Desai entered the gym in the full knowledge that its rules prohibit members from wearing clothing bearing provocative political slogans. He knew very well, in other words, what the result would be when he decided to overtly flout this regulation. That is why he made sure the media, in anticipation of a nice juicy confrontation, would be on the scene. Desai got what he wanted, of course. His stunt resulted in widespread coverage throughout the print, electronic and online media.
No-one who has over the years followed the antics of Desai and BDS-SA, the rabidly anti-Israel organisation of which he is national coordinator, will be at all surprised by this. It has long been the modus operandi of BDS activists to first provoke an ugly confrontation and then run to the media posing as victims.

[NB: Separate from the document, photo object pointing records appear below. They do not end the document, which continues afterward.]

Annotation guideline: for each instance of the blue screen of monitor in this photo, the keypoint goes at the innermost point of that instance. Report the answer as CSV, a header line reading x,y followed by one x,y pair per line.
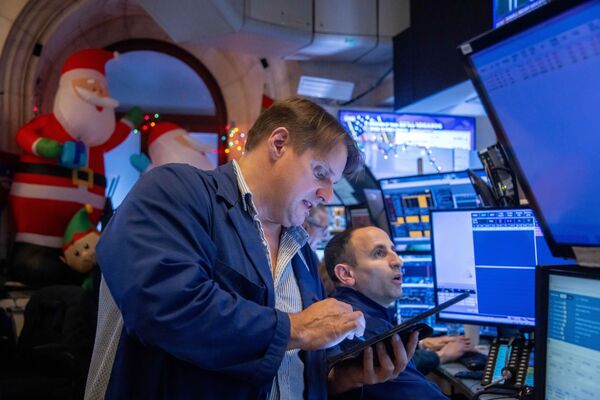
x,y
573,342
493,255
543,85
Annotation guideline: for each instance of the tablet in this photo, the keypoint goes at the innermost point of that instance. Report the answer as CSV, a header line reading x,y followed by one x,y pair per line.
x,y
404,330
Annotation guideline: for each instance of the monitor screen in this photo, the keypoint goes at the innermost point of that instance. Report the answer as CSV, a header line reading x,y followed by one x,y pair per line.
x,y
539,80
569,334
508,10
445,131
374,199
408,199
491,253
417,289
406,144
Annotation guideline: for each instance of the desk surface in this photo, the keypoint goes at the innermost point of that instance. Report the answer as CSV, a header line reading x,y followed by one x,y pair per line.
x,y
468,387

Please do not misunderstand me, I am a staunch proponent of freedom of speech. However, that is not what the Virgin Gym incident was about. Rather, it was just another opportunity for grandstanding and publicity seeking on the part of one of Joburg’s great political theatre impresarios, Muhammed Desai.
Hearing that there was tension within the Old Eds gym off Desai trotted with a journalist in tow, ready to launch into his later media stunt. He would have us believe that Etv journalist Yusuf Omar was coincidentally gymming at exactly the time Desai arrived for his `workout’ that night. “I didn’t enter the gym with a journalist. It was just coincidental he was there”, he claimed in a Radio 702 interview. Gee, how very convenient. I think it can be taken as a given that journalists do not lurk in the passages of local gyms in the hope that something worth reporting on will just crop up.
I was wondering where BDS’s commitment to freedom of expression came into the picture when they disrupted a piano concert at Wits University in 2013, when they prevented Palestinian Human Rights Activist Bassem Eid from speaking at the University of Johannesburg earlier this year, and when they threatened to `shut down Sandton’ and ensure `no proud Zionist would be allowed to have a concert on our soil’. I also wondered why, if its commitment to freedom of expression is so strong, it resorted to threats, intimidation, smear campaigns and even attempted bribery to prevent a group of South African students to visit Israel in order to broaden their knowledge of the situation there.